Today's retro gamers have come up with fascinating ways to jury-rig the controllers so that they actually work. AtariHQ starts out its page on the issue by noting that most people are aware of the 5200 controller "curse" and advising, "Pay attention the next time you're sitting around the campfire with your fellow gamers; I'll bet you hear at least 3 tales of 5200 sticks that are possessed by some evil entity or demon."

Word has it that Atari was working on improved joysticks before they decided to give up on the 5200 altogether. Although the company did improve on parts of the Atari 5200 during its short life span, the controllers remained an issue.
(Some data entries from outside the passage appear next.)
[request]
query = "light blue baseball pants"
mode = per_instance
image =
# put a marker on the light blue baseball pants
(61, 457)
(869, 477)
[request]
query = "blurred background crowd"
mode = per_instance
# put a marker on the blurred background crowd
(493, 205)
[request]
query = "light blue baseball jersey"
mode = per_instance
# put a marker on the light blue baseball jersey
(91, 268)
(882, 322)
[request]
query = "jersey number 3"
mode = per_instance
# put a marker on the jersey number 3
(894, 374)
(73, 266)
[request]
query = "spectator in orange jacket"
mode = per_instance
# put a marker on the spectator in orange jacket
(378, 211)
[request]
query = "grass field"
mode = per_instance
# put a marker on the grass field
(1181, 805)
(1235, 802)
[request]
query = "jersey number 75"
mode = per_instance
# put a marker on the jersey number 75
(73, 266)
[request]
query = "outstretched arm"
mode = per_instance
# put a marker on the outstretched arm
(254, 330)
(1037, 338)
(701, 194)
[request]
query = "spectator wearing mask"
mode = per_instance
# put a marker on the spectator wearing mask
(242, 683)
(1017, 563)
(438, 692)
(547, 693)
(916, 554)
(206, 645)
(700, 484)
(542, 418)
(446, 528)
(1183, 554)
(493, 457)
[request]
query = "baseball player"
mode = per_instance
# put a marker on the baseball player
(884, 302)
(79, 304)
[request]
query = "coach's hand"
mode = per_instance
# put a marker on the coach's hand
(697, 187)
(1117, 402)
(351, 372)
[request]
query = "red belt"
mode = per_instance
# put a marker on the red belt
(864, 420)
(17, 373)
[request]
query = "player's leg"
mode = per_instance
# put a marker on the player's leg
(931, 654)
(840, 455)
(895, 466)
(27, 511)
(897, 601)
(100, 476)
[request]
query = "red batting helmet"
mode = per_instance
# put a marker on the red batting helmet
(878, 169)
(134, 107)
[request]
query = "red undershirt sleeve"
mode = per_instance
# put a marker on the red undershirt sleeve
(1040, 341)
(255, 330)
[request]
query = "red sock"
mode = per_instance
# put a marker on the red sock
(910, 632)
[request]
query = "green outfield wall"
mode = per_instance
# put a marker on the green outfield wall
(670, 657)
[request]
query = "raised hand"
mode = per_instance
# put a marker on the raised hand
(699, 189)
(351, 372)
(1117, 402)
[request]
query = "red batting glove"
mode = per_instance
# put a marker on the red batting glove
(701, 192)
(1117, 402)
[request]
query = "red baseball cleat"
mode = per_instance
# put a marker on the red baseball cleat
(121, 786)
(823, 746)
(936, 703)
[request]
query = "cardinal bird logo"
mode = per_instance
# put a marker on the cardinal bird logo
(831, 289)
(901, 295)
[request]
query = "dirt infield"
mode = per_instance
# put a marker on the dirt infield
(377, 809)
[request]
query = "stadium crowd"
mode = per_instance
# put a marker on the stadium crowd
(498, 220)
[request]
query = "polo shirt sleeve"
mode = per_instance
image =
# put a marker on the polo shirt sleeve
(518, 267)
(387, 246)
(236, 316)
The games looked good but were simply rehashes

One of the main faults of the Atari 5200 was its early library of games. In the end, only about 70-odd titles were released for the system, and plenty of those were games that were just better, prettier versions of 2600 titles – Pac-Man, Pitfall, Frogger, Defender, Space Invaders, and Galaxian among them. They were good games that some fans even called "fantastic" when enhanced, but there wasn't much that was new. Coveted games from the era, such as Donkey Kong, BurgerTime, and Tapper, were ColecoVision staples that never came to the 5200, although they were released for the Atari 2600. 

The Atari 5200 lineup was beefed up later with solid new games such as Qix, Joust, Space Dungeon, and Ms. Pac-Man – but by the time the 5200 had a good library going, the damage had already been done. Despite Atari having other 5200 games that were in the pipeline, it was too late for the system.